Similar to most labor unions, an actor’s union is an organization that represents actors in show business, ensuring actors receive just pay, fair treatment and decent working conditions. Simply put, an actor’s union protects actors against exploitation and mistreatment.
What Exactly Does An Actor’s Union Do?
- An actor’s union sets the minimum amount in which an actor must be paid (scale).
- An actor’s union determines the amount of time an actor is allowed to work each day, and the amount of money an actor is to be paid if the actor has to work longer than that time.
- An actor’s union sets industry safety and working conditions for actors.
- An actor’s union sets health care and retirement packages for actors.
- Broadly, an actor’s union protects the rights, safety, health, careers, and payment of actors.
- An actor’s union may also help members find work and training opportunities.
What Is AFTRA? (aftra.org)
AFTRA is an acronym that stands for the American Federation of Television and Radio Artists, a labor union which represents actors who work in television and radio, as well as recording artists, announcers and newspersons. As with any labor union, AFTRA works to issues such as working conditions, pay rates, health benefits, pensions and other issues concerning the people they represent.

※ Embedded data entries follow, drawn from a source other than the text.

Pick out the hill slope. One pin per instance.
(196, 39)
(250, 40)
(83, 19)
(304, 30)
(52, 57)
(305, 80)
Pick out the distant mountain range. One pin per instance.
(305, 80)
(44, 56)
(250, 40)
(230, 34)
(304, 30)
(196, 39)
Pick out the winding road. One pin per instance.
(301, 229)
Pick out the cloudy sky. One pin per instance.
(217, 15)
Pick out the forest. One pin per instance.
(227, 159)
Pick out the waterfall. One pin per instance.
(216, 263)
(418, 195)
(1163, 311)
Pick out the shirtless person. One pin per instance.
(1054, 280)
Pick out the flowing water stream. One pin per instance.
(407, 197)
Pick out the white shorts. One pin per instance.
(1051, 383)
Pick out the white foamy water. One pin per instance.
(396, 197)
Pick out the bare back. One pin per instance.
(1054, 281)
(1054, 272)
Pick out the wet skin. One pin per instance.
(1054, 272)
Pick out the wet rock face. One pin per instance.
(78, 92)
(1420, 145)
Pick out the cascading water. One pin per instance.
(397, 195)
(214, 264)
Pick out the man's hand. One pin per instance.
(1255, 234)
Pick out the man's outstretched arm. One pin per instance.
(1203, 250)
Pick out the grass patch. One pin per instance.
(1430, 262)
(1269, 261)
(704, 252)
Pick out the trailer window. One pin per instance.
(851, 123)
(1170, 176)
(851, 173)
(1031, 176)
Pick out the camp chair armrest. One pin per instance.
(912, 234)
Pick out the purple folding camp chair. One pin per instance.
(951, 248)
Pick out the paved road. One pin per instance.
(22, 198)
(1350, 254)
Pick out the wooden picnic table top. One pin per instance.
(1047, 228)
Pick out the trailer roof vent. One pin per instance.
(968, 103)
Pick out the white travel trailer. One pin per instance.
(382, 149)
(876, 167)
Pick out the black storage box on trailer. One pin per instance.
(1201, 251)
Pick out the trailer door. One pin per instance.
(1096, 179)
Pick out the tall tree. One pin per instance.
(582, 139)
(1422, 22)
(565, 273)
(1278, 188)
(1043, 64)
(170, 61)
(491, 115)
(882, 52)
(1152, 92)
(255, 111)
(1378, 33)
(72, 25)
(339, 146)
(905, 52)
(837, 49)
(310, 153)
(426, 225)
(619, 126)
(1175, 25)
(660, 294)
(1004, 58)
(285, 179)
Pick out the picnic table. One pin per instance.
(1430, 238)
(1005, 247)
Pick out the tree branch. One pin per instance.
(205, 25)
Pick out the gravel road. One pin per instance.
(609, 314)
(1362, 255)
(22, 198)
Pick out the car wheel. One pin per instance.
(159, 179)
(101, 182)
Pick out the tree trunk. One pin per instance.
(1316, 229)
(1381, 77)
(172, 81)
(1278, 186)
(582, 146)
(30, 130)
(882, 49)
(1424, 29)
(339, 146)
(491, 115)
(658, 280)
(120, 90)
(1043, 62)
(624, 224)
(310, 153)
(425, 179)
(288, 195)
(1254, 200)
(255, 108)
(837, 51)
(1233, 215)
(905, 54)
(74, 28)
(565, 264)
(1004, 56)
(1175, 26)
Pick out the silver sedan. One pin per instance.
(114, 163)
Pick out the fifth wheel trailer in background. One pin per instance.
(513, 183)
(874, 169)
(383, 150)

What is the Screen Actor’s Guild (SAG)? (sag.org)
The Screen Actor’s Guild is the union that primarily represents actors who perform in movies. Members of the Screen Actor’s Guild are issued a membership card, or SAG Card, as proof of membership and are directed to join SAG affiliated agencies, or agencies that have agreed to closely follow the SAG guidelines.
Most actors join SAG through the Taft-Hartley Act, allowing them to work on a union production to earn their SAG Card.
What Is The Actor’s Equity Association? (actorsequity.org)
The Actors’ Equity Association, or Equity for short, is the union that primarily represents actors who perform in theatre. Formed in 1913, Equity is the oldest of all the major unions. It came along at a time when radio, television and film were in their infant stages and theatrical performance was most prominent. Equity was formed in response to the frequent exploitation and mistreatment of actors by Broadway Theater houses in the early part of the 20th century. Its founding helped set the stage for the other actor unions that followed.